When she asked her grandmother about the bills, Granny said not to worry. “I’m expecting a check for thirty-eight thousand dollars any day now,” she explained.

“Who’s sending the check?” Jamie asked.

“I won it,” Granny said with a proud smile. “I kept getting these letters promising me a prize if I made a contribution to the war on cancer, so I finally sent a donation. And a nice man called and said I had won all this money. All I had to do to secure my winnings was send a check for eight hundred and seventy-two dollars. My winnings should come any day now.”

“I’m sure they will,” Jamie said with a sinking heart.

“And in the meantime, there’s some money in an oatmeal box on the top shelf of the pantry,” Granny said.
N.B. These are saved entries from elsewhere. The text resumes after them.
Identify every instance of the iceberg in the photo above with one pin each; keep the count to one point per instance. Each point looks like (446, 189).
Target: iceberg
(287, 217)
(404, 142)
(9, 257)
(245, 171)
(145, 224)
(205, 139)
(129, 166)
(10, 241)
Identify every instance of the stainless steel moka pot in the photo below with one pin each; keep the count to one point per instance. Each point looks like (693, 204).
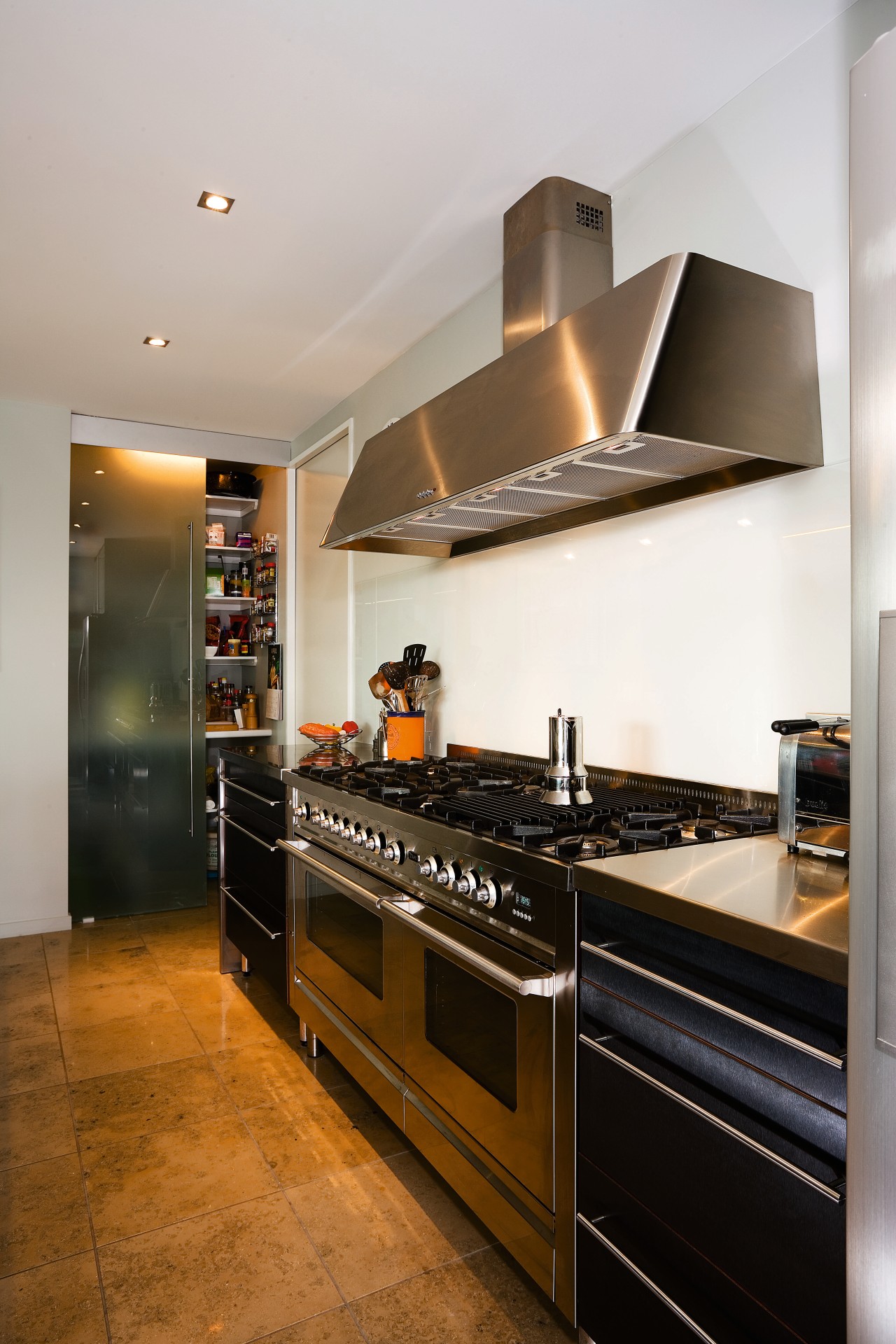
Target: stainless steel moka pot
(566, 778)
When Jamie looked, there was no oatmeal box in the pantry or anyplace else in the kitchen. Jamie applied for a credit card and used cash advances to cover Granny’s overdraft and pay the overdue bills. She used a cash advance on a second credit card to appease the mortgage company, which agreed to wait six months before foreclosing on the loan. She also got a job at a hardware store but had to quit when Granny could no longer get herself to the bathroom. Jamie told her grandmother that the prize money had finally arrived and began charging groceries, gas, and medical expenses not covered by Medicare. She made monthly payments on the first two credit cards with cash advances from a third.

With her grandmother all but bedridden, Jamie encouraged her to fill her waking hours with reminiscing and listened while her grandmother dug up old memories-good and bad. Jamie realized how difficult her grandmother’s life had been-being widowed as a young woman and raising her daughter on her own.

“The best of my life has been the last,” Granny told Jamie. “You have been my greatest joy and my crowning achievement.”

She died the next day.

After the men from the funeral home had taken Granny’s body away, Jamie called Ginger, whom she hadn’t seen in years. “I thought you’d want to know,” she told her sister.

After several seconds of silence, Ginger said, “I know you’re going to miss her.”

That night Jamie dreamed that their parents arrived just in time to be with her and Ginger at the cemetery when they buried their grandmother next to her husband, who died so long ago that no one except Granny remembered him.

Ginger arrived the next morning and walked through the house. “Did she have a will?” she asked.

Jamie shook her head.

That afternoon, Ginger returned with a rented truck and two burly men. “Some of this old stuff might be worth something,” she said. “I talked to a Realtor about selling the place.”

When Jamie explained that the house belonged to the mortgage company, Ginger accused Jamie of stealing her share of the inheritance.

Jamie walked through the house gathering up the things she wanted to keep and carried them out to the old Chevy, which Granny had already put in her name. That night she slept on a mattress apparently deemed too old and lumpy to be of value.

Ginger didn’t even stay for the funeral.

A surprising number of people did come, however, including Joe Brammer’s grandparents. “Your grandmother was a fine woman and our dear friend,” Mr. Washburn said with a bear hug. Mrs. Washburn embraced Jamie and kissed her cheek. “We’re going to miss her,” she said, “and you, too.” Jamie knew that the Washburns had purchased a retirement home in Georgia and would soon be leaving Mesquite.

She stayed in town long enough to scrub the house from top to bottom and settle her grandmother’s affairs. Then she carried the last of her things and Granny’s houseplants out to the car and, taking one last look at the little white house that had been her home for more than a dozen years, drove away with tears streaming down her face.